Text generation is a key enabler for accelerated text input and intelligent interaction on Apple platforms. Our team is working on internationalizing generative models to redefine user interaction for the users all over the world. This work presents unique challenges, and we are dedicated to finding innovative solutions for various international languages and building pioneering NLP models that work offline.
Our efforts include developing on-device NLP solutions like tokenization and Chinese and Japanese conversion, enhancing the system experience for global customers. If you are passionate about delivering the best user experiences to a worldwide audience, join our ambitious and collaborative Input Experience Internationalization team in Software Engineering.
Description
Our mission is to make the input experience, a key pillar of Apple Intelligence, more inclusive and accessible for everyone, regardless of the languages they use or their background.
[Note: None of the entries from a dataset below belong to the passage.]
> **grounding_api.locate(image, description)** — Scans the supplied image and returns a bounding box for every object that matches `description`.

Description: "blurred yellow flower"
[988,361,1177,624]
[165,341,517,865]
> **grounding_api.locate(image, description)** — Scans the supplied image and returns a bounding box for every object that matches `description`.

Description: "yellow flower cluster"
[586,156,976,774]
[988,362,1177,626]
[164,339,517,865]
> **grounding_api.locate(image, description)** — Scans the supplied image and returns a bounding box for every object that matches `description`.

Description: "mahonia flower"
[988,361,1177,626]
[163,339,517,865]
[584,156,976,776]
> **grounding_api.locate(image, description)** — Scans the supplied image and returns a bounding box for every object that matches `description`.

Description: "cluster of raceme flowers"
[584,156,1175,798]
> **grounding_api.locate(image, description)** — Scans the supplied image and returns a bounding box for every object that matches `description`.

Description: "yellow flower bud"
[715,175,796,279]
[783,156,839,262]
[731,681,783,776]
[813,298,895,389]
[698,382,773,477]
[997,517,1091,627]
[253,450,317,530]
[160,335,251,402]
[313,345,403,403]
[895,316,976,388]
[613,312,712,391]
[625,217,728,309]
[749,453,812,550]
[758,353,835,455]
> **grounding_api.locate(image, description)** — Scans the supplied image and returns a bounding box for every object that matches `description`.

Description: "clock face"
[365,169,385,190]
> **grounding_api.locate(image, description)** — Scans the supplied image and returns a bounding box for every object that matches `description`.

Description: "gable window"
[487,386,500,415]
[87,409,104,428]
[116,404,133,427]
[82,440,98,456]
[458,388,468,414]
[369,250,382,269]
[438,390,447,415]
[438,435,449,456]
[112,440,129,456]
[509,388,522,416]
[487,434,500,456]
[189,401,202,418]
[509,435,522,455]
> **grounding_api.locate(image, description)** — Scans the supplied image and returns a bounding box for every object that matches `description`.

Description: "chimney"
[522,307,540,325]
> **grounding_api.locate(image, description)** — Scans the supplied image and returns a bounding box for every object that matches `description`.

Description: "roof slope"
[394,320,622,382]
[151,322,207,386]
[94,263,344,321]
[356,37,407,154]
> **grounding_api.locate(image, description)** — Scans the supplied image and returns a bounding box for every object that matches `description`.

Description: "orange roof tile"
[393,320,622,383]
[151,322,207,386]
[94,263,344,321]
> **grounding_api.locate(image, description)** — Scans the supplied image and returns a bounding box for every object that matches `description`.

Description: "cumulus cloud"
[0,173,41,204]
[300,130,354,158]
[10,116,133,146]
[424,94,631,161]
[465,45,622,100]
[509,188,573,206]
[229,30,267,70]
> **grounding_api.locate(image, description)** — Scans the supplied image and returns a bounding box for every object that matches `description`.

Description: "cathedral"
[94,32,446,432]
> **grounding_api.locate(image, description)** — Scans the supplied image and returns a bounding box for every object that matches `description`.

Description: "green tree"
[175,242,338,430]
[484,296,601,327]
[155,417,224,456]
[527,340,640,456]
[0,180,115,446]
With your ML expertise, engineering passion, and programming skills, you will:
- Work on language expansion of a wide range of most advanced text generation technologies such as context-augmented text rewriting, safety-controlled text composition, free-form text transformation, personalized smart interactions, etc.
- Apply NLP techniques and linguistic knowledge to data engineering and ML training to deliver the best input experience to Apple customers
- Seek scalable and innovative approaches for international languages to continually update the input experience
- Collaborate with different teams — such as NLP, Localization, SIML, AIML, Human Interface, etc. — to solve both design and engineering challenges and ensure that the next generation of experiences can reach all Apple customers.
Minimum Qualifications
Proficiency in one of the East Asian languages (Chinese, Japanese, Korean, etc.) or Southeast Asian languages (Thai, Burmese, etc.)
Strong fundamentals in ML and NLP algorithms including tokenization
Strong programming and communication skills
MS in Computer Science or a related field
Preferred Qualifications
Familiarity with tokenizer libraries and Unicode
Experience with prompt engineering for international languages
Understanding of data structures and common NLP algorithms
Proficiency in a C-like dialect (Java, C, C++, Objective-C, Swift, etc.)
PhD in CS/EE/Physics/Statistics/etc. (or Bachelor/Master with 2 years of industry experience)